Just to be clear, let me clarify the following regarding Physician Face to Face Encounters in Home Health.

  1. The physician must write his or her own narrative.  Alternatively, he may dictate it and his staff may type it.  A qualified NPP may perform and document the encounter but the certifying physician must sign beside the NPP.  Make no mistake, you are not a qualified NPP.
  2. The Face to Face encounter is a condition of payment.  Failure to follow the conditions of payment may result in credible allegations of fraud.  Fraud may result in large financial penalties or jail and a great deal of embarrassment.
  3. The encounter must occur within 90 days prior to admission or within 30 days post admission.  This does not mean that you are committing fraud if the signed F2F is not on the chart within 30 days post admission.  If you sent the form out with the initial plan of care that went out late, it is very possible that the F2F will not be on the chart at day 30.
  4. On the other hand, if a patient was NOT seen within the time frame, you should discharge the patient using the appropriate documentation (ABN) and let the patient know why.  Be very certain that the patient was in fact seen by the MD if you choose to wait for it.  Alternatively, you could get your careplans out on time.
  5. When my clients’ referral sources steer their referrals to the agencies that don’t make them worry about ‘all the bureaucratic paperwork bulls***’, a competitive edge is created against which ethical agencies cannot compete.
  6. If a physician signs said bureaucratic paperwork and a visit had not been made, you have found yourself an accomplice in fraud.  Understand this.  The Feds want you more than the doc because even the wealthiest docs don’t bill as much as a home health agency does and it is not a condition of payment for MDs.
  7. The right FBI agent will not disclose that to the doctor.  Instead, the FBI will convince the MD that capital punishment is a very real possibility unless he or she rats you out.  Consider that referral source who will sign anything you put in front of him or her a potential witness in your next fraud case.
  8. If being morally superior is not enough incentive for you to follow the rules, then consider that while most people get away with it, some do not.  Those who do not will readily tell you that it is a good idea to follow the rules before you attract the attention of the Feds.
  9. If being morally superior is not enough and you are willing to take the chance of being on a federal radar, there is always the possibility that I personally will find out who you are.  If that happens, you will wish  you were caught by the FBI because I am not nearly so nice.  Ask Bill Borne.
  10. Don’t mess with my clients.  They are trying to survive by doing the right thing.

Chances are the people who circumvent the rules to make life easier for physicians and steer referrals away from your agency will never get caught.

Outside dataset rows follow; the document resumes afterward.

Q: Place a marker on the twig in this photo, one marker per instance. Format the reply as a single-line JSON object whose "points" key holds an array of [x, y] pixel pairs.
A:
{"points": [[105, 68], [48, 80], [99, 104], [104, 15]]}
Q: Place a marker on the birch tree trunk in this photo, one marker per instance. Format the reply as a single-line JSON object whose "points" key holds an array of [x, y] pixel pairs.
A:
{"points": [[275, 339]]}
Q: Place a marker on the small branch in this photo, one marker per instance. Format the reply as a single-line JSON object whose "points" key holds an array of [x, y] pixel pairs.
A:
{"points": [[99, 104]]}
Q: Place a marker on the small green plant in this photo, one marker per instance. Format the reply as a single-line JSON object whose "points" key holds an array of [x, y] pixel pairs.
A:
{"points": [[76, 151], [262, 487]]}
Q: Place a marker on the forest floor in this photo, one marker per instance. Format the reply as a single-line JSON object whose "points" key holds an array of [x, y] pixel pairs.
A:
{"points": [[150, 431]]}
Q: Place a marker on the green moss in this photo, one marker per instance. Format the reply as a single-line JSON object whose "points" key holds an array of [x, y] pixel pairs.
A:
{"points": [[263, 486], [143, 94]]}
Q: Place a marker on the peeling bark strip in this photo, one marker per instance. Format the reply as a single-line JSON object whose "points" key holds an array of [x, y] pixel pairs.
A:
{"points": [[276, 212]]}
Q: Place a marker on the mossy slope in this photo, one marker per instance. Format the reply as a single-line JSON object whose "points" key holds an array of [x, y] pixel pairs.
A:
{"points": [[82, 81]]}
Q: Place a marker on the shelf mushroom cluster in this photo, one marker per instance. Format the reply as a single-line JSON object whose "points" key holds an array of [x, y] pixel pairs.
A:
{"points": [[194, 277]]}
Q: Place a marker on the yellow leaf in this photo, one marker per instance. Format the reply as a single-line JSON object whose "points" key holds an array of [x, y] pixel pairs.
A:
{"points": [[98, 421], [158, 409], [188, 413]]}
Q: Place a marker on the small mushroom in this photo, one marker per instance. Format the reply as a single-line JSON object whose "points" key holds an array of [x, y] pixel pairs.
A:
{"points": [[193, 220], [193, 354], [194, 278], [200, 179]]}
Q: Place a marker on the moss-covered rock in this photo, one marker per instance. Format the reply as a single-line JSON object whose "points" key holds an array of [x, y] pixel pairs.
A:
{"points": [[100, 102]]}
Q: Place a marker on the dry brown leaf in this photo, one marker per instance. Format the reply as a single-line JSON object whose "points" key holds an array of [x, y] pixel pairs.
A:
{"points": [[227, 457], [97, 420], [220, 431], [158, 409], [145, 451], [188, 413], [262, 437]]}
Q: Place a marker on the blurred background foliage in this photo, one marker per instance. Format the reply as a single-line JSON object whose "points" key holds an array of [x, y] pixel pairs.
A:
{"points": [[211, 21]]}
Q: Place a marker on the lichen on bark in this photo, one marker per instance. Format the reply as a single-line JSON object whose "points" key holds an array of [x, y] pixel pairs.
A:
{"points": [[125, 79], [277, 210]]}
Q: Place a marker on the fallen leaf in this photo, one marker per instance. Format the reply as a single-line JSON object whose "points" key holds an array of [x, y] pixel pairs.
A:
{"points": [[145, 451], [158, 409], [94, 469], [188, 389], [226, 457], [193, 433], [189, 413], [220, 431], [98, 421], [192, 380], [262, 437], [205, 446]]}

That’s the truth. Nobody has a policy or talks openly about it. Instead, bonuses and positions are contingent upon the amount of claims billed and so a real incentive to take shortcuts presents itself and pleading ignorance is a valid option.  If a visit was made on the day documented on the F2F, it would be very difficult to prove that the MD didn’t write the narrative.  So that leaves agencies with the choice of doing something that violates the conditions of payment and probably never getting caught or losing referrals.  Are you starting to get why my mood has gone south?

I help a lot of people who have done things resulting in the appearance of fraud.  I help people who have actually submitted fraudulent claims.  I have not ever nor will I ever help anybody submit a fraudulent claim.  I would like to tell you that it is because I am morally superior but the truth is, it just isn’t necessary to take even the smallest risk.  Sick people will always be around and their will always be ways for us to improve care.  In fact, if we did all that we were capable of, CMS and Congress would be at our doors asking us how we wanted our money – direct deposit or cashier’s check.

Do the right thing, y’all.  I don’t like being angry.  And remember, it is all about me.